If you want to work with maps, you’re going to need a shapefile. In short, a shapefile is a list of coordinates that define a polygon. With coordinates, you can define a triangle. Everything else grows more complicated from that basic shape. I used the Zip Code Tabulation Areas from www.census.gov.

I also needed a list of all Indiana zip codes. I have provided one here.

suppressMessages({
    library(broom)
    library(ggplot2)
    library(readr)
    library(rgdal)
})

# Paths to files.
path_to_shapefile <- file.path(".", "tl_2018_us_zcta510", "tl_2018_us_zcta510.shp")
path_to_zip <- file.path(".", "indiana_zip_codes.csv")

# Load list of zip codes. Ensure everything is read as character.
zips <- read_csv(path_to_zip, col_types = c(zip_code = "c",
                                            city = "c",
                                            county = "c"))

# Load the spatial polygons data frame. Keep strings as strings.
spdf <- readOGR(path_to_shapefile, stringsAsFactors = FALSE)

We only want to keep the zip codes in Indiana. To do this, we will filter our spdf data set. The GEOID10 column is the zip code.

# Keep zips, all columns.
filtered_spdf <- spdf[spdf$GEOID10 %in% zips$zip_code,]

Next, run broom::tidy() to turn our shapefile into a proper data frame that can be consumed by ggplot. I tried running this on the entire (unfiltered) shapefile, and it crashed out R Studio.

tidy_df <- tidy(broom_df, region = "GEOID10")

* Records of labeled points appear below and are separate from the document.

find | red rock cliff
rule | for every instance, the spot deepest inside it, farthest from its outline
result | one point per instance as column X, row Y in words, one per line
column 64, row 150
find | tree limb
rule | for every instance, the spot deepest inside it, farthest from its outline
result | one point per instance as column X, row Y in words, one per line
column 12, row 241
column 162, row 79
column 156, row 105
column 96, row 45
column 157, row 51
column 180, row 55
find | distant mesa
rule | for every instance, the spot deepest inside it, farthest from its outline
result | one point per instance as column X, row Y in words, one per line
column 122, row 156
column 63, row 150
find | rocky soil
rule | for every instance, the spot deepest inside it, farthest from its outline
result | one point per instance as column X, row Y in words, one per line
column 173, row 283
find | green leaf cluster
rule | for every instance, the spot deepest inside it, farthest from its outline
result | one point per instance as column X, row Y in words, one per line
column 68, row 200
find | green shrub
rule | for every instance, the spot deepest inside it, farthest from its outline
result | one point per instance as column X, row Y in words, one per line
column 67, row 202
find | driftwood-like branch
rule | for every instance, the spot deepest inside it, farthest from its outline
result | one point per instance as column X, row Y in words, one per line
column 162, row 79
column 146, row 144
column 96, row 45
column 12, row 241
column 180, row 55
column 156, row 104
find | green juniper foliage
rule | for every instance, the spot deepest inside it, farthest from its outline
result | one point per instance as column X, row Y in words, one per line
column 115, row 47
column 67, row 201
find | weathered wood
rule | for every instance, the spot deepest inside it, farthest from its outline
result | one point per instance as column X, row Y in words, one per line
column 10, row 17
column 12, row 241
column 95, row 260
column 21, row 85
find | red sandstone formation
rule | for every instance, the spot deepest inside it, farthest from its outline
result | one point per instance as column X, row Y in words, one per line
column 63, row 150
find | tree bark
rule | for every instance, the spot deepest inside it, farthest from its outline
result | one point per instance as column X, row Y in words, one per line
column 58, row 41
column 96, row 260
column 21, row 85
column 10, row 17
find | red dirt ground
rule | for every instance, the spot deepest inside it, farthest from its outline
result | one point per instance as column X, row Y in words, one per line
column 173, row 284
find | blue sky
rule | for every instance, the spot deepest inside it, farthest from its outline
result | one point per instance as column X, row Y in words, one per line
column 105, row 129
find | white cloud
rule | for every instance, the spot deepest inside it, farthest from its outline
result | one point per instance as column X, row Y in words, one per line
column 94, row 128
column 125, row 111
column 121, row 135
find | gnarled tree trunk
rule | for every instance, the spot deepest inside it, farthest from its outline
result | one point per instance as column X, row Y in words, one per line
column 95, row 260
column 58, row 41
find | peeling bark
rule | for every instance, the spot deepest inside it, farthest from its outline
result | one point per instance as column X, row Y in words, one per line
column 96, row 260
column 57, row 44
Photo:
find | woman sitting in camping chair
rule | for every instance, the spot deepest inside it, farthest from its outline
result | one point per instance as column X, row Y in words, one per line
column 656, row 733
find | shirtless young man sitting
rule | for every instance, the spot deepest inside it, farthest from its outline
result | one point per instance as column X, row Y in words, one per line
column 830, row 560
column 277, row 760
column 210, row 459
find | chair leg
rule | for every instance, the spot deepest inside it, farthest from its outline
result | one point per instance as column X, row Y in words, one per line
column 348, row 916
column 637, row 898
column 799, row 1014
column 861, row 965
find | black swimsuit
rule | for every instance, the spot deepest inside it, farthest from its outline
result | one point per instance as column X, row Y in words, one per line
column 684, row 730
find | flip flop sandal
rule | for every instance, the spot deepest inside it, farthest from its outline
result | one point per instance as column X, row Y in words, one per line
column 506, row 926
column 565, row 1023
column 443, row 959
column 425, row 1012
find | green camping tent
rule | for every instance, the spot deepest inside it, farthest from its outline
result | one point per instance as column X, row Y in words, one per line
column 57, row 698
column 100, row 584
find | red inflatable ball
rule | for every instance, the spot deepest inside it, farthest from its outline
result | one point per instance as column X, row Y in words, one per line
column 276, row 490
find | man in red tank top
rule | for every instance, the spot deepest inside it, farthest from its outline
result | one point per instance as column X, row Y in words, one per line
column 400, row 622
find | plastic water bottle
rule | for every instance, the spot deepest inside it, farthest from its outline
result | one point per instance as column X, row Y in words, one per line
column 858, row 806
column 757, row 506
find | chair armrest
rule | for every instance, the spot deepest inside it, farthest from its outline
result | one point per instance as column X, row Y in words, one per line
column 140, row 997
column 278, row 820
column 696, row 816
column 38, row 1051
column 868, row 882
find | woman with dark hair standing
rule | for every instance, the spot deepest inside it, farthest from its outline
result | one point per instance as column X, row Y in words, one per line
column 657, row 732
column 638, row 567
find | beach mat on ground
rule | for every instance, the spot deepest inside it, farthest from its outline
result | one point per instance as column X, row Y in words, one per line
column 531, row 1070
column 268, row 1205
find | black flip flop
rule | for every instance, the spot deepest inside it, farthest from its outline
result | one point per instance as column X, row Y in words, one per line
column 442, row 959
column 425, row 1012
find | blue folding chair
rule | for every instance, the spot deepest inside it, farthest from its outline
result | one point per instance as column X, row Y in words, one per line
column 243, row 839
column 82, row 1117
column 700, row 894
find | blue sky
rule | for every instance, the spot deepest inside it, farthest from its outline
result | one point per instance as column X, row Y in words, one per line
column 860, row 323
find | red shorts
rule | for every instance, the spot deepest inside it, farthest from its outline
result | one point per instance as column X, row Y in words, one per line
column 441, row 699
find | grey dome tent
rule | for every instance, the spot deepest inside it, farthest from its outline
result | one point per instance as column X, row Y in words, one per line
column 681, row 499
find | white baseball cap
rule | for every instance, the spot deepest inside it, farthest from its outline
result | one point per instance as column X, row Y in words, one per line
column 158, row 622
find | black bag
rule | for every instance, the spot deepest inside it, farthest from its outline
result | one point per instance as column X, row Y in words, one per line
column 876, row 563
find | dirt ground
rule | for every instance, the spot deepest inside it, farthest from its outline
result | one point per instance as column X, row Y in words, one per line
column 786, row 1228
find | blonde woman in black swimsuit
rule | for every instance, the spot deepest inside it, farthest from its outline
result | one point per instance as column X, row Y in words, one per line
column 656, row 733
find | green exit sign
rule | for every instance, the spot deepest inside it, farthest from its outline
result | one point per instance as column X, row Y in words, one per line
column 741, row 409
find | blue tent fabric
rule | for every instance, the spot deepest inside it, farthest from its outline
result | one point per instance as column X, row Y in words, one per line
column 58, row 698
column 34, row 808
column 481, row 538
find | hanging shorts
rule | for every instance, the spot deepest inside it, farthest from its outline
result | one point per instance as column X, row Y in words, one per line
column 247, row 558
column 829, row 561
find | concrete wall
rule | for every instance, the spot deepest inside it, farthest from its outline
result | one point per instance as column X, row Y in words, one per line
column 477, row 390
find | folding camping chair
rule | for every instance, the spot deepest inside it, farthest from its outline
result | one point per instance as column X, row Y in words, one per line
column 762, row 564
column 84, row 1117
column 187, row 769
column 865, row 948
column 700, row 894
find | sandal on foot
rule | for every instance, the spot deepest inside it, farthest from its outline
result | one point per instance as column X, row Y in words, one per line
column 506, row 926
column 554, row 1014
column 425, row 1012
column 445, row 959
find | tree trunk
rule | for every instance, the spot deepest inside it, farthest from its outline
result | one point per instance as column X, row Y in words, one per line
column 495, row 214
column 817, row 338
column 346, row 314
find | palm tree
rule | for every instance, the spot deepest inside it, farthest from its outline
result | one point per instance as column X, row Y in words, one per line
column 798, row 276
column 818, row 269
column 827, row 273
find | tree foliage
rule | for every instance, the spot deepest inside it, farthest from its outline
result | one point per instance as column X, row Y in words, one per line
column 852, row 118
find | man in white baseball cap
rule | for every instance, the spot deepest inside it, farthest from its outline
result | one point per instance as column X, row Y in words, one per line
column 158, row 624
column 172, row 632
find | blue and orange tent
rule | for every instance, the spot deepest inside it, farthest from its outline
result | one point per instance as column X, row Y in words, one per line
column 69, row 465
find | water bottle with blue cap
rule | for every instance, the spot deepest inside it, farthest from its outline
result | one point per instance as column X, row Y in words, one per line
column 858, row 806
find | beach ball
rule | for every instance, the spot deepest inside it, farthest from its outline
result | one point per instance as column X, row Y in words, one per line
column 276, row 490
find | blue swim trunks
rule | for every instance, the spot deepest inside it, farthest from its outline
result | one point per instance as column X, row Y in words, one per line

Finally, the only task remaining is to create our plot.

ggplot(data = tidy_df, aes(x = long, y = lat, group = group)) +
    geom_polygon(color = "slategray", fill = "white") +
    coord_quickmap() +
    xlab("Longitude") +
    ylab("Latitude")

Here’s the final result.

Indiana Map of Zip Code

I hope this helps you get started with mapping in R.